Две недели я жил как призрак в собственном доме, наблюдая за ней через экраны и слушая доклады Марты. Я видел, как Лика начала выходить из своей «цитадели», как она осторожно, словно пробуя лед на прочность, прогуливалась по коридорам восточного крыла и даже спускалась в сад. Моя одержимость требовала сорваться, преградить ей путь, вдохнуть запах её кожи, но я держался. Я приучал её к своей невидимости, к тому, что зверь ушел в чащу.
В тот вечер в поместье должен был приехать деловой партнер, один из немногих, кто обладал достаточным весом, чтобы я принимал его лично. Мы расположились в малой гостиной восточного крыла; я выбрал это место намеренно, желая быть ближе к её территории, даже если нас разделяли стены.
Максим Ольшанский в свои сорок пять был воплощением ядовитой элегантности: поджарый хищник с глазами цвета битого бутылочного стекла и сединой, которая лишь подчеркивала его породистую жестокость. Я знал о нем всё. Знал, как он душит конкурентов в портах, знал о его сыне Кирилле — циничном последыше, которого Максим муштровал как цепного пса, и знал о той выжженной пустоте, которую он прятал за своей желчной язвительностью
Его дочь. Мари. Кажется она исчезла, когда ей было всего три. Испарилась из охраняемого особняка средь бела дня. Максим тогда едва не выжег город до основания, вливая миллионы в ищеек и частные армии, но Мари словно стерли из реальности. Эта потеря превратила его из просто жесткого бизнесмена в желчного, язвительного циника, который мстил миру за свою слабость.
Мы сидели в малой гостиной, где тяжелый запах табака мешался с ароматом старой кожи и виски. Ольшанский откинулся на спинку кресла, и в его взгляде, холодном, как арктический лед, сквозило привычное превосходство.
— Твои логистические узлы в северном секторе, Демьян, начинают напоминать дырявое сито, — Максим прищурился, и уголок его губ дернулся в язвительной усмешке. — Ты слишком полагаешься на старые контракты. Мир изменился. Пока ты полируешь свою корону в этом особняке, я забираю подряды на терминалы.
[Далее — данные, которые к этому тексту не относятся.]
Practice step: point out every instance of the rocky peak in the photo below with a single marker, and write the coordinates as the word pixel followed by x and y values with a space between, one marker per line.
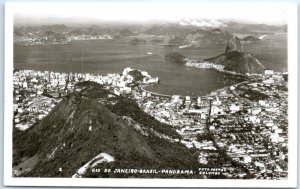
pixel 234 45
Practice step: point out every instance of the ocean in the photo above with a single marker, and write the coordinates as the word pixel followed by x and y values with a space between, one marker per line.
pixel 112 56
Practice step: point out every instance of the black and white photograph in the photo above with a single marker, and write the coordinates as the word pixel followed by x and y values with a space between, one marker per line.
pixel 197 94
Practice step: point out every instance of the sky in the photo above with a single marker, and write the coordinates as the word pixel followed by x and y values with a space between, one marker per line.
pixel 39 13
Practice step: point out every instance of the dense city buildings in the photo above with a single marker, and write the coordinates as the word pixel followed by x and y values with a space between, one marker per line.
pixel 245 125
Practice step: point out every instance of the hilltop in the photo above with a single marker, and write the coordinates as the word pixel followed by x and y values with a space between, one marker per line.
pixel 235 60
pixel 93 123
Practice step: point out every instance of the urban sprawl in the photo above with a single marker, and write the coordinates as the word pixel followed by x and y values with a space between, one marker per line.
pixel 247 122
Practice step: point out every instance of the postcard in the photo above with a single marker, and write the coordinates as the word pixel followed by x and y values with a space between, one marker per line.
pixel 151 94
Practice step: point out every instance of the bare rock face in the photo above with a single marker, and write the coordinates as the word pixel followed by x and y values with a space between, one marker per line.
pixel 235 60
pixel 234 45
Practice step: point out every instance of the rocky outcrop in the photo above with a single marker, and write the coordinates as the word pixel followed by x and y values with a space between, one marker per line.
pixel 235 60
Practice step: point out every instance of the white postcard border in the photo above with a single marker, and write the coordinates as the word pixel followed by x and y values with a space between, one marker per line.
pixel 114 182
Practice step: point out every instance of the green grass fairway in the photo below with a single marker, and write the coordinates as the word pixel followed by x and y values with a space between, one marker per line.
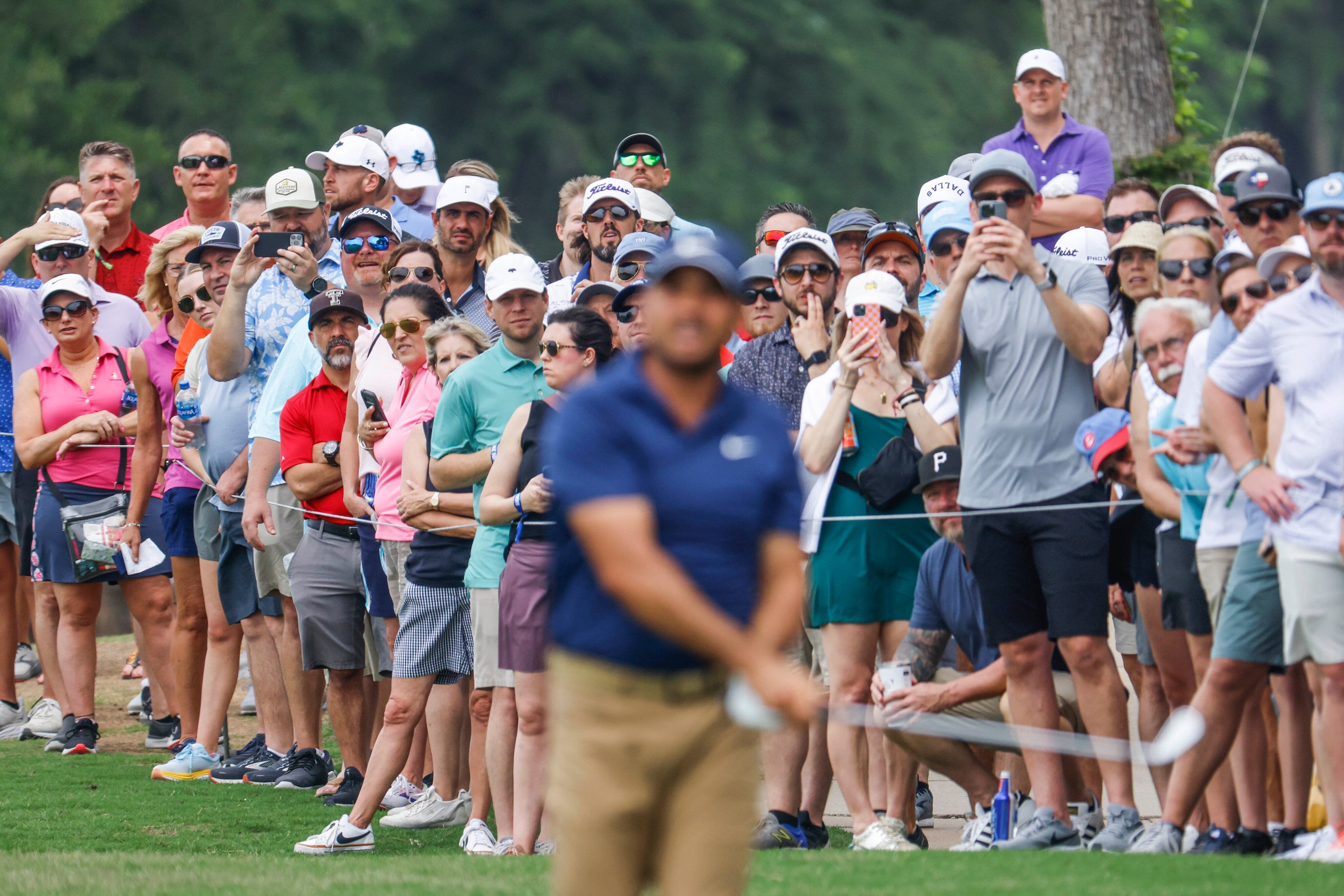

Твои акционеры нервничают, и, поверь, у меня хватит терпения дождаться, когда они сами принесут мне твои контрольные пакеты на блюдечке.
Я молча пригубил напиток, чувствуя, как внутри закипает глухое раздражение. Его манера вести дела через тонкие оскорбления всегда была его коронным приемом.
— Терпение — добродетель тех, кому больше нечего предложить рынку, Максим, — парировал я, не сводя с него глаз. — Ты ловок в перехвате крошек, но я строю фундамент. Терминалы останутся за мной, потому что порты не любят суеты, а ты слишком часто меняешь курс. Твоя фармацевтическая империя дает течи по швам из-за юридических исков, не советовал бы тебе соваться в большую воду, пока не залатаешь собственные дыры.
Мы ещё долго вели переговоры, обсуждая порты и права на них. Ольшанский собирался что-то сказать, его губы уже сложились для очередной ядовитой реплики, но внезапно он замер Его взгляд, направленный за мое плечо в сторону открытой арки коридора, стал неподвижным. Стакан в его руке дрогнул.
Я резко обернулся. В глубине коридора, на границе света и тени, я увидел Лику. Она замерла всего на секунду, её лицо было бледным пятном в полумраке, а глаза — огромными и лихорадочными. Подслушивала. Заметив мой взгляд, она мгновенно отпрянула и скрылась за поворотом, бесшумно, как призрак.
Тишина в гостиной стала звенящей. Ольшанский медленно поставил стакан на стол, его лицо превратилось в непроницаемую маску, но я видел, как побелели его костяшки.
— Кто это был, Демьян? — его голос прозвучал сухо, строго, без тени недавней насмешливости. В нём послышался металл, который он обычно приберегал для приговоров.